Objectives: Neuroinflammation signaling has been identified as an important hallmark of Alzheimer’s disease (AD) in addition to amyloid β plaques (Aβ) and neurofibrillary tangles (NFTs). However, the molecular mechanisms and biological processes of neuroinflammation remain unclear and have not well delineated using transcriptomics data available. Our objectives are to uncover the core neuroinflammation signaling pathways in AD using integrative network analysis on the transcriptomics data.

Materials and methods: From a novel perspective, i.e., investigating weakly activated molecular signals (rather than the strongly activated molecular signals), we developed integrative and systems biology network analysis to uncover potential core neuroinflammation signaling targets and pathways in AD using the two large-scale transcriptomics datasets, i.e., Mayo Clinic (77 controls and 81 AD samples) and ROSMAP (97 controls and 260 AD samples).

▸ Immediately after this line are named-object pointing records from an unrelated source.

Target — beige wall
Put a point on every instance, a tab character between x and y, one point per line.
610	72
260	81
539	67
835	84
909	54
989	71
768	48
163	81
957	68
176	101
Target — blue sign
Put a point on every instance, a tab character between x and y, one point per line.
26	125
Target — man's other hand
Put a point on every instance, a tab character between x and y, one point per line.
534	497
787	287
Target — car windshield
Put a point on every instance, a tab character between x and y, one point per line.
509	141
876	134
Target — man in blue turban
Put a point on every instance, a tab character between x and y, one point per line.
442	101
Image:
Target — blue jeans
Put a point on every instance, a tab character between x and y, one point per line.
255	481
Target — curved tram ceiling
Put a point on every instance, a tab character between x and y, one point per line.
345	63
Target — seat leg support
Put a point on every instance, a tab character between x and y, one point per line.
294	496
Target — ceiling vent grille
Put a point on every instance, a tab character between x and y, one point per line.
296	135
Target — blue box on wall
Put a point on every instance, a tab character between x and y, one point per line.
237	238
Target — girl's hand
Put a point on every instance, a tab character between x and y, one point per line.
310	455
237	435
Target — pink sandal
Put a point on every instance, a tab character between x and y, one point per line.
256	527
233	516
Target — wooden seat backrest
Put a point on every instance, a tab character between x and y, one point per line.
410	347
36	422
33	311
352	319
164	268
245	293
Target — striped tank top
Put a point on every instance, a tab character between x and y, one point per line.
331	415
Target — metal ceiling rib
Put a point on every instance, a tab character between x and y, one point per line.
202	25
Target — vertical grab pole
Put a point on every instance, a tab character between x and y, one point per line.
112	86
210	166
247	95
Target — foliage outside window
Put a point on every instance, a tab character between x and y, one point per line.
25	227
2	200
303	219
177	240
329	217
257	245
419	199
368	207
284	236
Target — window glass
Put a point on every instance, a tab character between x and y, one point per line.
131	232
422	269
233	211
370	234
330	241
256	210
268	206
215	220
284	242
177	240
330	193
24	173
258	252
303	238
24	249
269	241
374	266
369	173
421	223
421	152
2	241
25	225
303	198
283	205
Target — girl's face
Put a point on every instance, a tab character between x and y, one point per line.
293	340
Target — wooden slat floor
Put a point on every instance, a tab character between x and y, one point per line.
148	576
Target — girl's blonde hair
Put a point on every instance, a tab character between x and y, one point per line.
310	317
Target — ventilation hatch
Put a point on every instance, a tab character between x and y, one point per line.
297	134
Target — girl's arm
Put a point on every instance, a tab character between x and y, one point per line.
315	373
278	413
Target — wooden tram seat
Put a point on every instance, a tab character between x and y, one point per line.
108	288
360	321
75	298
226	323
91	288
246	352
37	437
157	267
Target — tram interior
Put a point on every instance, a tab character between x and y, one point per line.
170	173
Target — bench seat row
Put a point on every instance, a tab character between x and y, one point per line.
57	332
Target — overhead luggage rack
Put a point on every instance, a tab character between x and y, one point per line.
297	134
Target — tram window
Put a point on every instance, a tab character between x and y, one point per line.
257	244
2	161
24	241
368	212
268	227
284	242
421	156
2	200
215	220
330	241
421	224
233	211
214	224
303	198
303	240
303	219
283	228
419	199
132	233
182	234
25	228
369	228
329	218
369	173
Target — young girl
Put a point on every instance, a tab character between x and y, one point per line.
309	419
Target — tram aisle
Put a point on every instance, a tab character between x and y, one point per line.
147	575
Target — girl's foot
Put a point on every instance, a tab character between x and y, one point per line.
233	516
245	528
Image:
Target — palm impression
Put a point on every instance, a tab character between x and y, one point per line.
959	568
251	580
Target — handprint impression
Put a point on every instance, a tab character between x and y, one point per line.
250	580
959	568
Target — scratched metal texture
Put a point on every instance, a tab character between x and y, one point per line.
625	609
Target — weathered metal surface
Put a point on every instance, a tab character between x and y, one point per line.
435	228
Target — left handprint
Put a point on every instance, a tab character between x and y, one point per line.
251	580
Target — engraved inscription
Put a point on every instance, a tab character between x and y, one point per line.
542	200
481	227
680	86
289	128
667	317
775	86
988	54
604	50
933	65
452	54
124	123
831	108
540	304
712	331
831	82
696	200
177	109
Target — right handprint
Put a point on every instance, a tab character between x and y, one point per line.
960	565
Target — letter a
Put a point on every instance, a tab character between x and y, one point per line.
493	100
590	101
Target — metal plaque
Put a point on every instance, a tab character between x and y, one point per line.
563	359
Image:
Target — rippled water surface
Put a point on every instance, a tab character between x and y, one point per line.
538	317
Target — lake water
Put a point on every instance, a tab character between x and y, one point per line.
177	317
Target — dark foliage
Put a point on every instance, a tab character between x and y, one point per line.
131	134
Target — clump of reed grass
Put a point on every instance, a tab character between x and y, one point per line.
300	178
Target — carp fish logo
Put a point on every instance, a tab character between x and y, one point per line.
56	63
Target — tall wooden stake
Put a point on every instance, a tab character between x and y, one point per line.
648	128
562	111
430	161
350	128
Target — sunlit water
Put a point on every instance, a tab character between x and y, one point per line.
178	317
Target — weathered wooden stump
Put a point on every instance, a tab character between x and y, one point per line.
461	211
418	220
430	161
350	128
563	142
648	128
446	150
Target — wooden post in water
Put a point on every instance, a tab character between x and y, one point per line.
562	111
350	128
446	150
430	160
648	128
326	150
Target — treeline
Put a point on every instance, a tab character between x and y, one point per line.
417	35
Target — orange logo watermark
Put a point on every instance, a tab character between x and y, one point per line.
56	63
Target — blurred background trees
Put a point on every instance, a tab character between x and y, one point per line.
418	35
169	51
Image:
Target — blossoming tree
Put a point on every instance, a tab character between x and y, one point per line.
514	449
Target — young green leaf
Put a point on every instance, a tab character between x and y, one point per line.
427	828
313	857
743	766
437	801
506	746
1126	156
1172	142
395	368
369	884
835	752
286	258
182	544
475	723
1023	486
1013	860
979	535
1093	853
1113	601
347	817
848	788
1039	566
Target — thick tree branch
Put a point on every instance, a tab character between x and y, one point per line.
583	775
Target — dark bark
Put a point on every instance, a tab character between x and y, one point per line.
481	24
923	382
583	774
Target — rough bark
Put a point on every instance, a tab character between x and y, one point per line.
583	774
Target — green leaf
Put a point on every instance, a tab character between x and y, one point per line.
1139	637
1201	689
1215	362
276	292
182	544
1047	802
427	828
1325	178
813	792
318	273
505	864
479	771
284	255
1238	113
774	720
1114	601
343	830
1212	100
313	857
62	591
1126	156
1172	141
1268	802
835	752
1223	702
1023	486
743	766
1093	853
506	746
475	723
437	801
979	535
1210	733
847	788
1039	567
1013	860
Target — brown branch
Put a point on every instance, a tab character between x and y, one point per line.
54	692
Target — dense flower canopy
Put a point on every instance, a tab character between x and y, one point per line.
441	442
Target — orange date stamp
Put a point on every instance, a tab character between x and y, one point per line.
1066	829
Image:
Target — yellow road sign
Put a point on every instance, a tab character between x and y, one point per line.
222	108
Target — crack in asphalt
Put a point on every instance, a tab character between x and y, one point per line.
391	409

Results: Our analysis identified interesting core neuroinflammation signaling pathways, which are not systematically reported in the previous studies of AD. Specifically, we identified 7 categories of signaling pathways implicated on AD and related to virus infection: immune response, x-core signaling, apoptosis, lipid dysfunctional, biosynthesis and metabolism, and mineral absorption signaling pathways. More interestingly, most of the genes in the virus infection, immune response, and x-core signaling pathways are associated with inflammation molecular functions. The x-core signaling pathways were defined as a group of 9 signaling proteins: MAPK, Rap1, NF-kappa B, HIF-1, PI3K-Akt, Wnt, TGF-beta, Hippo, and TNF, which indicated the core neuroinflammation signaling pathways responding to the low-level and weakly activated inflammation and hypoxia and leading to the chronic neurodegeneration. It is interesting to investigate the detailed signaling cascades of these weakly activated neuroinflammation signaling pathways causing neurodegeneration in a chronic process, and consequently uncover novel therapeutic targets for effective AD treatment and prevention.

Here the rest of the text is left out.